Chapter 30.3-30.5 - risk transfer/reinsurance Flashcards
What is facultative reinsurance?
One reinsurance arrangement per policy (case-by-case) basis. Normally for large financial risks.
What is a reinsurance treaty?
Reinsurance arranged for a defined group or series of risks.
What is proportional reinsurance?
Under a proportional reinsurance arrangement, the reinsurer covers an agreed proportion of each risk. The two main forms are:
Quota share - constant proportion covered for all risks
Surplus - proportion varies depending on the risk being covered (EML)
Both forms need to be administered automatically and therefore require a treaty.
An insurer enters in a x% reinsurance treaty on a group of policies. If the claim amount is y on that group of policies over the term of the reinsurance contract, write and expression for the reinsurance recovery over the term.
x% * y
What are the uses of quota share reinsurance?
Spread risk
Write larger portfolios of risk
Encourage reciprocal business (see p. 11 for definition of reciprocal quota share reinsurance)

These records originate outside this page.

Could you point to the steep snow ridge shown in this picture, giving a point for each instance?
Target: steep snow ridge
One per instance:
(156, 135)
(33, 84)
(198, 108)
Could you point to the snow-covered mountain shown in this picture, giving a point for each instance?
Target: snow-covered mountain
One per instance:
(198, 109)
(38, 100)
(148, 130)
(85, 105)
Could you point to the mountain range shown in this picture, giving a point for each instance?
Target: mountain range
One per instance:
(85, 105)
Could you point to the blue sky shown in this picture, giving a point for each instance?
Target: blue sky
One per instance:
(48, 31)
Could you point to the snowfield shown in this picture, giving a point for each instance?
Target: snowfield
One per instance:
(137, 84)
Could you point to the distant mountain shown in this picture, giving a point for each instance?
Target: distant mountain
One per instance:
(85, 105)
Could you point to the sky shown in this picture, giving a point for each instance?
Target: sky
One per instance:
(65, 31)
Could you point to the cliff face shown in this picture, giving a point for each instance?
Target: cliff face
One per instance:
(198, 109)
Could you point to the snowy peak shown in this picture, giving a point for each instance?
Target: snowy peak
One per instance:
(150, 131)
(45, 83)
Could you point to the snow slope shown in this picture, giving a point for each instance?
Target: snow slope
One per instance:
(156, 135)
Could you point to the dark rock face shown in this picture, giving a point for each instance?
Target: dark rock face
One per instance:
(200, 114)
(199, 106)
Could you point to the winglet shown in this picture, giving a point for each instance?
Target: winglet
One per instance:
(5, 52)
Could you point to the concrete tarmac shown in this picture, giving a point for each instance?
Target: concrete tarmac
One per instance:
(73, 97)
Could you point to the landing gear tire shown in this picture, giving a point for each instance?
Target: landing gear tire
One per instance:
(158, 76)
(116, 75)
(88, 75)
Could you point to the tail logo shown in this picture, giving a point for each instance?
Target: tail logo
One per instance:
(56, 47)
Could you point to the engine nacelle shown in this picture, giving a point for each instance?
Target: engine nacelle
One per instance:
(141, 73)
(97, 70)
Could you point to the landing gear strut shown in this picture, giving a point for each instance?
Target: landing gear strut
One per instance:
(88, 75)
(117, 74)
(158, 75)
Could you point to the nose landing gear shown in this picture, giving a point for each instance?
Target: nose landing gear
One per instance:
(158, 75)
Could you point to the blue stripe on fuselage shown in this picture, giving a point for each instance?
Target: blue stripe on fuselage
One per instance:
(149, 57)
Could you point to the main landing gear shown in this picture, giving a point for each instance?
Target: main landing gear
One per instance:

Outline the advantages and disadvantages of quota share reinsurance relative to other forms of reinsurance.
Advantages:
Easy to administer, as it is written by treaty and a constant proportion of risk is ceded.
Helps to diversify risk, because the reinsurer can write more business for the same amount of capital
Disadvantages:
Same proportion of risk is ceded regardless of potential claim size
Same proportion of risk is ceded regardless of volatility/risk profile
No cap on potentially very large claims
What is surplus reinsurance.
A surplus reinsurance treaty specifies a retention level and a maximum level of cover available from the reinsurer.
The proportion of risk ceded is then used in the same way as for quota share.
The retention level could be the same for all risks in a group of policies, or could be specified for each individual risk.
A direct writer reinsures a group of policies with an EML of E. If they choose a retention limit of R and the total claims on the policies for the year is S, write and expression for the reinsurance recovery amount.
(1-R/E) * S
Note the size of S does not matter, so it can be larger than E.
See also the example questions on p. 13&14
Outline the advantages and disadvantages of surplus reinsurance relative to other forms of reinsurance.
Advantages:
Allows direct writer to accept larger risks
It helps the direct writer to spread risks
It is flexible
Disadvantages:
More complex administration due to the need to assess and record separately for each risk the amount to be ceded.